Classic Hollywood: Honoring Jay Ward of Bullwinkle and Rocky fame

Written By kolimtiga on Sabtu, 25 Oktober 2014 | 23.51

In fall 1961, TV animation pioneer Jay Ward was awaiting NBC's prime-time launch of "The Bullwinkle Show" — his clever, satirical series that appealed to children and adult sensibilities.

The series revolving around the naive but resourceful squirrel Rocky and the sweet but clueless moose Bullwinkle had premiered two years earlier on ABC as "Rocky and His Friends." But the comedy had languished in a late-afternoon time slot after "American Bandstand."

Ward had not been happy with how ABC promoted his show — rather, how ABC had not promoted his show — and he wasn't about to let history repeat. So he and publicist Howard Brandy came up with a stunt: the Bullwinkle Block Party, held outside Ward's offices on Sunset Boulevard.

Ward got permission to close down all but one lane of Sunset. (One sign posted for motorists read: "Don't complain or we'll block this lane too.") He spread the word by inviting the press, said animation historian Darrell Van Citters, author of the new book "The Art of Jay Ward Productions." Los Angeles County Sheriff Peter Pitchess emceed the event, and Ward had sex symbol Jayne Mansfield drop by as a special guest.

According to TV Guide, some "5,000 milling, screaming, caterwauling" partygoers turned out.

Dressed as Napoleon, Ward capped the festivities with the unveiling of a 16-foot revolving fiberglass statue of Bullwinkle in a bathing suit, holding Rocky up high in his left hand — a parody of the old Las Vegas Stardust hotel billboard across from Ward's offices by the Chateau Marmont.

"Their icon was a showgirl in a bathing suit who rotated 360 degrees on the billboard," said daughter Tiffany Ward, head of Jay Ward Productions since his death in 1989. "She had her hand up, and in her hand was a mirrored ball."

Moose and squirrel were removed from Sunset Boulevard last year and restored by artist Ric Scozzari for DreamWorks Animation. The sculpture is now the centerpiece of "The Jay Ward Legacy Exhibit," running at the Paley Center for Media in Beverly Hills through the end of the year.

It was all about the funny for Ward, whose comedic sensibilities changed television animation. Ward realized that "it had to be a certain kind of funny," Van Citters said. "They called it 'Jay-rated.' It had to be acceptable for kids but still funny for adults."

The show's dialogue is as sharp and as funny now as it was more than five decades ago:

Rocky: "Bullwinkle, it says here that for you to inherit the fortune, you have to spend the weekend in the ancestral home Abominable Manor."

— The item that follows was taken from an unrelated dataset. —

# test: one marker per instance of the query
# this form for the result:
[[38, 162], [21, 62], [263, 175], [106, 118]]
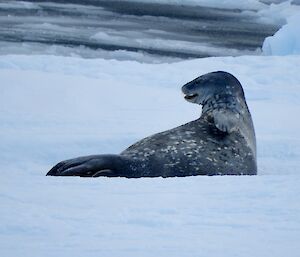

Bullwinkle: "That's no problem. I've been living in an abominable manner all my life."

Ward surrounded himself with the best talent. Bill Scott, the voice of Bullwinkle, Dudley Do-Right and Mr. Peabody, was hired to write the pilot. "Then he did more and more," Van Citters said. "He became his business partner, producer and head writer."

Ward hired top directors and animators, many of whom had worked at United Productions of America (better known as UPA, the studio behind "Mr. Magoo"), and writers including a young Allan Burns ("The Mary Tyler Moore Show") and Chris Hayward ("Get Smart"). Besides Scott and June Foray (the voice of Rocky), the series featured such veterans as Edward Everett Horton, Hans Conried, William Conrad, Paul Frees (Boris Badenov) and Daws Butler (perhaps best known as the voice of Yogi Bear).

The Paley exhibition features about 60 pieces of rare artwork, sculpture and memorabilia from Jay Ward Productions. That covers not only Rocky and Bullwinkle but also Boris and Natasha, the bumbling spies whose dastardly deeds were thwarted by moose and squirrel, as well as "Peabody's Improbable History," "Dudley Do-Right of the Mounties," "Fractured Fairy Tales" and "Aesop & Son."

Among the highlights are original model sheets (character studies) for Rocky and Bullwinkle, model sheets and drawings for DreamWorks' 2014 film "Mr. Peabody & Sherman," character designs from "Aesop & Son" and "Fractured Fairy Tales" and even a gooney bird statue, also restored by Scozzari, which sat atop the old Dudley Do-Right Emporium on Sunset Boulevard.